Berman is a piece of work:
Rep. Berman on Thursday sent a statement to the Austin-based political news website Quorum Report (subscription required), charging that Prof. Hillis “fears debate on evolution vs. creationism” and that “Godly professors of science who are creationists fear retribution” from scientists like Hillis:
“Professor Hillis would do well to take a sabbatical from science and do a little research in the social studies. … The meaning of Academy, or University, or College, is a place to seek the truth. How can you determine the truth when you only hear from a Professor Hillis and his joy of shoving evolution down someone’s throat.
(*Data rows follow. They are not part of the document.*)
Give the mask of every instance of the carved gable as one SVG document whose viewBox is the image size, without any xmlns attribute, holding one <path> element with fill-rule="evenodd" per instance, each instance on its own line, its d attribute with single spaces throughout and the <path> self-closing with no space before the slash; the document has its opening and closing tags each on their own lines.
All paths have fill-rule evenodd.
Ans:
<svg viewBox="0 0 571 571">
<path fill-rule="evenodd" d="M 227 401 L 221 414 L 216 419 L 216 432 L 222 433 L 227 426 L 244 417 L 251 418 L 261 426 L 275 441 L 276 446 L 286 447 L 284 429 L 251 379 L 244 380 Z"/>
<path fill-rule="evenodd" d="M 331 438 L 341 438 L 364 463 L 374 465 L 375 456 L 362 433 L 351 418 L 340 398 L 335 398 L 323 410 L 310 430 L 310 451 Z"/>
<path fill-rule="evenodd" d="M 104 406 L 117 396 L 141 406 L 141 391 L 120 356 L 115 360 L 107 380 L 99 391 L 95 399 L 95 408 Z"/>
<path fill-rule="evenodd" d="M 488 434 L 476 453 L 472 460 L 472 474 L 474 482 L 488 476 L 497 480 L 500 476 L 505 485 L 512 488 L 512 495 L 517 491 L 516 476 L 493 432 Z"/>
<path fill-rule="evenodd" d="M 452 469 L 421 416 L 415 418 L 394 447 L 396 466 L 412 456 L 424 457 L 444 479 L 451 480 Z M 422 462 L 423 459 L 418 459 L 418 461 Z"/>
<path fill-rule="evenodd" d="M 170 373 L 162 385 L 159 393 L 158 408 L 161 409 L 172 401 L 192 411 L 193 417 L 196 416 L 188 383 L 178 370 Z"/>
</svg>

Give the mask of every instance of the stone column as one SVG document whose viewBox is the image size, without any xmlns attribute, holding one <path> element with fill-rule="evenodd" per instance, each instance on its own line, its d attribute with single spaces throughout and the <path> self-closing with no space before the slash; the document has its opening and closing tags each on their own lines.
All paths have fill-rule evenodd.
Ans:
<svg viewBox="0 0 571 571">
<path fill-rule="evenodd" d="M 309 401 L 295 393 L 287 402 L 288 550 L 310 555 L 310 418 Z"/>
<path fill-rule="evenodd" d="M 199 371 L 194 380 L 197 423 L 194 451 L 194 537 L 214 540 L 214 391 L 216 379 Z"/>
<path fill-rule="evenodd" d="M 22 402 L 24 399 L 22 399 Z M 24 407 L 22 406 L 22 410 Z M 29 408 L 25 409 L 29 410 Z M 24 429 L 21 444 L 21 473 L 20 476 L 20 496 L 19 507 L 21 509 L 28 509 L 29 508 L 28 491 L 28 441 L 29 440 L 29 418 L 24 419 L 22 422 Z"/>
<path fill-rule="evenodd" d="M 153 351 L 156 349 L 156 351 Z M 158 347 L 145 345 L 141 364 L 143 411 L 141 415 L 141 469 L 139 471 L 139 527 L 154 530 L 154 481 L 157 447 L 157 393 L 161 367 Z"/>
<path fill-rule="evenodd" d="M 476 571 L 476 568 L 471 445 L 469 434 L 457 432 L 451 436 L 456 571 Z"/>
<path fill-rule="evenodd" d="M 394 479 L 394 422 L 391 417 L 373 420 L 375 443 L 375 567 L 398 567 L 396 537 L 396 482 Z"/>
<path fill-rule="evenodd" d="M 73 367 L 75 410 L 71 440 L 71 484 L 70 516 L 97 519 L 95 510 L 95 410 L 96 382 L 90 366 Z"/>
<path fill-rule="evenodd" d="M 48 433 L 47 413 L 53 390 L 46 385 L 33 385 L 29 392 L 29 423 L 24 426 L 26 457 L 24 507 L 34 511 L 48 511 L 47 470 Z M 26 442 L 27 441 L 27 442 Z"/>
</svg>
If I were Chancellor, I would fire him for trying to deny individuals of their first amendment rights. As a legislator, I think removing tenure if he has tenure and putting him back to work, would be the best thing the state can do.”
Rep. Berman is one of the most extreme right-wing lawmakers in Texas. This past spring, for example, he promoted anti-Muslim hysteria by proposing legislation he said would ban Sharia law in Texas (even though the First Amendment already bars religion-based laws). His legislation failed to pass. He also insists that President Obama wasn’t born in the United States and has even suggested that the president’s election represented “God’s punishment on us.”
Ceiling Cat bless America, and best of luck to Dave and his colleagues. They might not win the battle, but I’m sure Hillis’s job is safe!